What do you think? How can we filter out the students who really need academic help in passing their classes digitally from those who make a simple mistake with the “new” system?


Today is Slice of Life: Tuesday. It is a blog forum hosted by Thank you to them for offering such a supportive environment in which we can share our writing and thoughts.


8 thoughts

  1. I think this is an important reflection. Electronic platforms can seem abrupt, rude and unforgiving. They certainly are changing often, and it is so easy to miss a submit button because you didn’t scroll down far enough, or a multitude of other innocent mistakes. We know in a classroom the teacher misses who needs help, who misunderstood, and I am sure those errors are multiplied by hundreds in distance learning. We do are best, but your post should remind us to give lots of chances, assume the best, and try not to overwhelm our students! The F list- come on. Not very nice.

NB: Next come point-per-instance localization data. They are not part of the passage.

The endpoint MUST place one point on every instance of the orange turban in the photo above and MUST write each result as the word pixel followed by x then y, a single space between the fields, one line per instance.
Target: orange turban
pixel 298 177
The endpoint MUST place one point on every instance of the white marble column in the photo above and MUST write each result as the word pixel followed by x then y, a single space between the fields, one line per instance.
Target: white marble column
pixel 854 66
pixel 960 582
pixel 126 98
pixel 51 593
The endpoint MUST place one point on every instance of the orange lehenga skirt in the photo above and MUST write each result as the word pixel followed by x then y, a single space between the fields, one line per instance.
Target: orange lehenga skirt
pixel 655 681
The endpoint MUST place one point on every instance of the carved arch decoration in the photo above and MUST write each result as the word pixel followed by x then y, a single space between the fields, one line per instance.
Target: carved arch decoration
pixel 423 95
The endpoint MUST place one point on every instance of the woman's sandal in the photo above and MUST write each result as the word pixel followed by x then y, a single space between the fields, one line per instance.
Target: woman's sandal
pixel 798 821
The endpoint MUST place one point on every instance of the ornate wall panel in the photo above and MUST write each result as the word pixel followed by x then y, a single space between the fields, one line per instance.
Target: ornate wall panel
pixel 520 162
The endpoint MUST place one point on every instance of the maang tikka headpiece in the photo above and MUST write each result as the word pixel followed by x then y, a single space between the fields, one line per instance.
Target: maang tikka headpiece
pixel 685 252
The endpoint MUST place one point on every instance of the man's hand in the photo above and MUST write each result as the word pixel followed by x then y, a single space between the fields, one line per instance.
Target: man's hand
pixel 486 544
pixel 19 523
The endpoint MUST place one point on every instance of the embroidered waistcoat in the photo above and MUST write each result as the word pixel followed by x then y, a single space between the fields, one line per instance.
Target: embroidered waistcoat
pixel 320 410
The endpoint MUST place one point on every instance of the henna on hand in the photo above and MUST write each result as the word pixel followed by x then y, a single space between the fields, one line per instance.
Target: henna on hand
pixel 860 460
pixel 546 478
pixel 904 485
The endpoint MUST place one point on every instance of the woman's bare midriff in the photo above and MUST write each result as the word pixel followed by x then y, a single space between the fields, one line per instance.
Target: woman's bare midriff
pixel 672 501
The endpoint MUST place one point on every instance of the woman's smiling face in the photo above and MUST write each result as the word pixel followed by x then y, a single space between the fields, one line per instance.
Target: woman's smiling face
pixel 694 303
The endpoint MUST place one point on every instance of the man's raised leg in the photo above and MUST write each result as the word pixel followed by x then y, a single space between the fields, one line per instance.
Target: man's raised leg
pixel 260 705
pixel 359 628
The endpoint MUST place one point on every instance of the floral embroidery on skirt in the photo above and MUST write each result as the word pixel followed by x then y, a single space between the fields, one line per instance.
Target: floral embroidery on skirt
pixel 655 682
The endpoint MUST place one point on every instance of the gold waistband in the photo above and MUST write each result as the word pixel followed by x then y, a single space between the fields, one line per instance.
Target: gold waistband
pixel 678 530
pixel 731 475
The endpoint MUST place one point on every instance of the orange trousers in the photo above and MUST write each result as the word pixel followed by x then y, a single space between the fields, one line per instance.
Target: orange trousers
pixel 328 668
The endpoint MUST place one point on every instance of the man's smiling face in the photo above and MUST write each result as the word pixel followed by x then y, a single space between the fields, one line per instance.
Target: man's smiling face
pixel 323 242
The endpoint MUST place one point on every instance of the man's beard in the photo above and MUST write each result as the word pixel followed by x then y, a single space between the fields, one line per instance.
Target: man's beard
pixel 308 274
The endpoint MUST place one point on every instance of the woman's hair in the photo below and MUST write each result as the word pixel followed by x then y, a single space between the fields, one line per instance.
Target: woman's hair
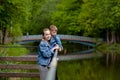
pixel 45 29
pixel 53 27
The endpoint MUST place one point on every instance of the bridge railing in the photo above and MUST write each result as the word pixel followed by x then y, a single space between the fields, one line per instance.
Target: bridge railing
pixel 63 37
pixel 52 71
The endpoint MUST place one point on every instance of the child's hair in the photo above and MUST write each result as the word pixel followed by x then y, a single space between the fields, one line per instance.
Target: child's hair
pixel 45 29
pixel 53 27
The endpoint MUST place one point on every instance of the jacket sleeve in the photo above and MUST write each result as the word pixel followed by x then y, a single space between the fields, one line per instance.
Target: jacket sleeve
pixel 58 41
pixel 45 50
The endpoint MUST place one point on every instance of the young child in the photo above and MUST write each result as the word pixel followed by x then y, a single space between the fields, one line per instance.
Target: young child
pixel 45 53
pixel 54 37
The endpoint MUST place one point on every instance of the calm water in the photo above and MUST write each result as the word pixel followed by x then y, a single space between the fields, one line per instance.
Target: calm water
pixel 105 68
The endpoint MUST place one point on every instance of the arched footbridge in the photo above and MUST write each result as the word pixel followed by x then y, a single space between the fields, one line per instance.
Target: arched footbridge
pixel 77 39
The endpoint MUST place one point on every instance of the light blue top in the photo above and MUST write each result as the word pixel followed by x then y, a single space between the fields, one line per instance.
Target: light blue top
pixel 56 40
pixel 45 53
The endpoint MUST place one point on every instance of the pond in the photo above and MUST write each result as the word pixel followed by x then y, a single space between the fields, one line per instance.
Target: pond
pixel 105 68
pixel 88 69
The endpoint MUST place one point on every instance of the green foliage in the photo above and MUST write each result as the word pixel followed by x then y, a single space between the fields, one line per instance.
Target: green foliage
pixel 112 48
pixel 86 70
pixel 65 16
pixel 13 50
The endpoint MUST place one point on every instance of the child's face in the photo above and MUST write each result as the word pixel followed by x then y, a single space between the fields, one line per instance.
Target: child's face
pixel 53 32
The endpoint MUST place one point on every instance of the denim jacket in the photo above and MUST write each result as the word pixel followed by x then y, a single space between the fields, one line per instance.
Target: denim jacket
pixel 45 53
pixel 56 40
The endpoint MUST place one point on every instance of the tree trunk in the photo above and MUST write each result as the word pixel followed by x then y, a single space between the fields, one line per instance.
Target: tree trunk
pixel 113 40
pixel 108 41
pixel 1 37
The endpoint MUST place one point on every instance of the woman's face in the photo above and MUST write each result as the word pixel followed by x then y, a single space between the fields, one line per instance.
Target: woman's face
pixel 53 32
pixel 47 35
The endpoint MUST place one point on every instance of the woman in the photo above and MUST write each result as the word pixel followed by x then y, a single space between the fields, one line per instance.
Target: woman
pixel 45 53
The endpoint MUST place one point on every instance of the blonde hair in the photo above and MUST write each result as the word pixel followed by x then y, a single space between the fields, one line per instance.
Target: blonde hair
pixel 53 27
pixel 45 29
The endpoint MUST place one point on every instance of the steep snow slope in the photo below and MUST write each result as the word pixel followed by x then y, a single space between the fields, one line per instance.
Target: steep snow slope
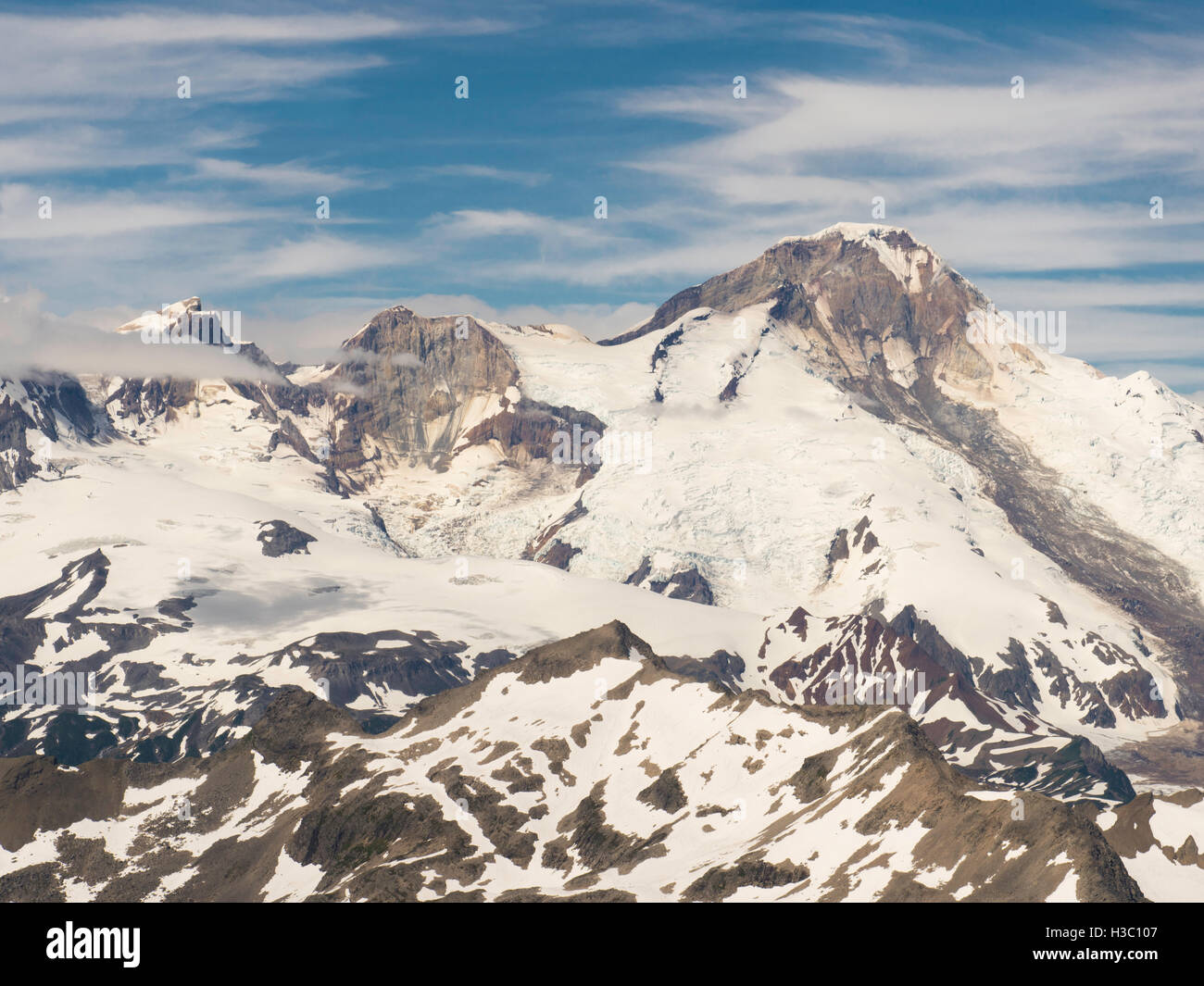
pixel 813 445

  2. Maybe the key is to trust the kids, the teachers and the parents working together to battle the glitches. I mean, I learned from your story that things like that will happen. I love the way that you use the word “flux.”

    Liked by 1 person

    1. Yes, trust is a big part of it. I think that those involved also have to be able to address the glitches without fear of negative consequences. I think that is why there was a good outcome to our story. My son admitted his mistake, the teacher updated his grade, and I let both know I was aware of what had happened. Thanks for your comments.


  3. I have been thinking about the future inside the classroom, too. When you ask about how to spot the ones like your son who make simple mistakes from ones who are generally struggling—perhaps now even more so—I want to make sure that the powers-that-be find funding as an imperative to monitor with a better ratio. As great as it is that NHS students are on board with check-in, and I’m sure it will help, more needs to me done. This article reinforced your thinking for me.

    Liked by 1 person

    1. I appreciate your comments and the article. Yes, I think better ratios would help. I would also suggest some kind of “orientation” to online learning – the do’s and don’ts – so to speak. It won’t catch everyone, and I realize not everyone will pay attention to it, but as a former online learner (my 2nd Master’s degree was totally online), I know it might help some. I think my son ended up handling this fine and the teacher addressed it immediately, so I am thankful for that. But, it is an issue that will need to be sorted out if any degree of online learning continues (and, we know it will).

      Liked by 1 person

  4. Your post is what every team in every school in every state should be discussing right now. There are no easy nor are there one size fits all answers. The reality is that while our students are usually more savvy than their teachers, our students have been thrust into a world where the expectations have not always been consistently clear (online) and where the complexities of learning require tremendous personal time and focus. I too, appreciated everyone’s patience and extra chances; thus, I offer support and extra chances to my students. But, going forward, we all need to clarify who, what, where, when and how school will look so we can empower rather than punish our students.